Differential Kat3 Usage Orchestrates the Integration of Cellular Metabolism with Differentiation.

Abstract

Simple SummaryThe coupling of metabolism with cellular status is critically important and highly evolutionarily conserved. However, how cells coordinate metabolism with transcription as they change their status is not clear. Utilizing multiomic and functional studies, we now demonstrate the dichotomous roles of the Kat3 coactivators CBP and p300 and, in particular, their extreme N-termini, in coordinating cellular metabolism with cell differentiation. Using multiple in vitro and in vivo systems, our study sheds new light on metabolic regulation in homeostasis and disease, including cancer.The integration of cellular status with metabolism is critically important and the coupling of energy production and cellular function is highly evolutionarily conserved.
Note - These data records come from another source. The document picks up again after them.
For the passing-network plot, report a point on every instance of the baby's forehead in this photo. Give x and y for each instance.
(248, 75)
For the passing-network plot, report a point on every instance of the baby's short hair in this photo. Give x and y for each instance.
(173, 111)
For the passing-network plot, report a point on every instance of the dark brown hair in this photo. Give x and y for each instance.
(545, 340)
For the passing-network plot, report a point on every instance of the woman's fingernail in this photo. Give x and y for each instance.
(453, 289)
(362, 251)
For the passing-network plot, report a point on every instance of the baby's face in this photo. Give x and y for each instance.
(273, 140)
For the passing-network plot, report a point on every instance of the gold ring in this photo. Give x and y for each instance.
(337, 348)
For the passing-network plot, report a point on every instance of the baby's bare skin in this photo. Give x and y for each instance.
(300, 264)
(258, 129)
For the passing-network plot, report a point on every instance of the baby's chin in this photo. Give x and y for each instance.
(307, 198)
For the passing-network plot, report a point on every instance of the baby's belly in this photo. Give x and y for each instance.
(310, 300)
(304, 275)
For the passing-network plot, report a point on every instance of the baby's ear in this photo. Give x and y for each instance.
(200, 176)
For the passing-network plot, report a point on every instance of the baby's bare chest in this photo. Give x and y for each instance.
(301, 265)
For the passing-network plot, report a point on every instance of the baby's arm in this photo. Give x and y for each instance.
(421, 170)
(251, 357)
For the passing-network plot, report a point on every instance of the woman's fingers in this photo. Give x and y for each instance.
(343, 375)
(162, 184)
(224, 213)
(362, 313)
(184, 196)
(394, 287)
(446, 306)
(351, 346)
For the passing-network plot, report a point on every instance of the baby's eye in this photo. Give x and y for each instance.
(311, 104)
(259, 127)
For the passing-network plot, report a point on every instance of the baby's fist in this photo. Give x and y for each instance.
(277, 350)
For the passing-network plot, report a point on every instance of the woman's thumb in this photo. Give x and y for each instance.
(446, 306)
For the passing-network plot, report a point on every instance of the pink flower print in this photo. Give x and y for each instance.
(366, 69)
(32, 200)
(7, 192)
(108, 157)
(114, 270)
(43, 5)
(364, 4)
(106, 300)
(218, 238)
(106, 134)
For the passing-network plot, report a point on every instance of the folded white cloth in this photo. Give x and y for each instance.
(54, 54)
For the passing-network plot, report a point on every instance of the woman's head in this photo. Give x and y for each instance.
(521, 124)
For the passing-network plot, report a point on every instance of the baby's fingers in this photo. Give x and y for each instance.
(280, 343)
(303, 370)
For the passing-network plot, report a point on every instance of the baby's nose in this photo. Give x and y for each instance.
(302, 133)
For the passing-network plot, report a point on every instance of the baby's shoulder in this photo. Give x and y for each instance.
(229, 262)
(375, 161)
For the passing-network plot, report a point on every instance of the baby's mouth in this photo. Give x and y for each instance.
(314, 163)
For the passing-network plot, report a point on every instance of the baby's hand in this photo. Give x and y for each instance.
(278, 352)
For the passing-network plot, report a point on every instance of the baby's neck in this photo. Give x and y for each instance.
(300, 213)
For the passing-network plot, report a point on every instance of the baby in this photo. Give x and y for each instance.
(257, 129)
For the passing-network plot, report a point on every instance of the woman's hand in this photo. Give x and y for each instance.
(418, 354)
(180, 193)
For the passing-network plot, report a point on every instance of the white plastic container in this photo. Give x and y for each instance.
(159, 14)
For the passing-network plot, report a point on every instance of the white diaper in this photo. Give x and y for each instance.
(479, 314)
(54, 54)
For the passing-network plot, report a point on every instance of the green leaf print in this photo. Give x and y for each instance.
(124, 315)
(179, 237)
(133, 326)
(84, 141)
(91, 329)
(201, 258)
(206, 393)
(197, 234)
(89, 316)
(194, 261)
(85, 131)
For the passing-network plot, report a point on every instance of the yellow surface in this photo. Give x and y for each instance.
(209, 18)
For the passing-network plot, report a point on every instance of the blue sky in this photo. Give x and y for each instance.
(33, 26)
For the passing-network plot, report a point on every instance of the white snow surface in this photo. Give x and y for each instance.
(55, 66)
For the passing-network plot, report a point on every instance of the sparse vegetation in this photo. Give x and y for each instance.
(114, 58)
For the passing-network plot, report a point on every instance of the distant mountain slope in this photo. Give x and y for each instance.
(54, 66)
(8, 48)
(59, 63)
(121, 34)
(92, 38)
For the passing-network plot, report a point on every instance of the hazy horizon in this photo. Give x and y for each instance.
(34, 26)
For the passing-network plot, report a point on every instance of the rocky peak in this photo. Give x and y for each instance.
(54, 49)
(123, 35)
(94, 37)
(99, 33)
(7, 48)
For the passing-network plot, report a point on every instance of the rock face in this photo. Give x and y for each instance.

This has been demonstrated in stem cell biology, organismal, cellular and tissue differentiation and in immune cell biology. However, a molecular mechanism delineating how cells coordinate and couple metabolism with transcription as they navigate quiescence, growth, proliferation, differentiation and migration remains in its infancy. The extreme N-termini of the Kat3 coactivator family members, CBP and p300, by far the least homologous regions with only 66% identity, interact with members of the nuclear receptor family, interferon activated Stat1 and transcriptionally competent β-catenin, a critical component of the Wnt signaling pathway. We now wish to report based on multiomic and functional investigations, utilizing p300 knockdown, N-terminal p300 edited and p300 S89A edited cell lines and p300 S89A knockin mice, that the N-termini of the Kat3 coactivators provide a highly evolutionarily conserved hub to integrate multiple signaling cascades to coordinate cellular metabolism with the regulation of cellular status and function.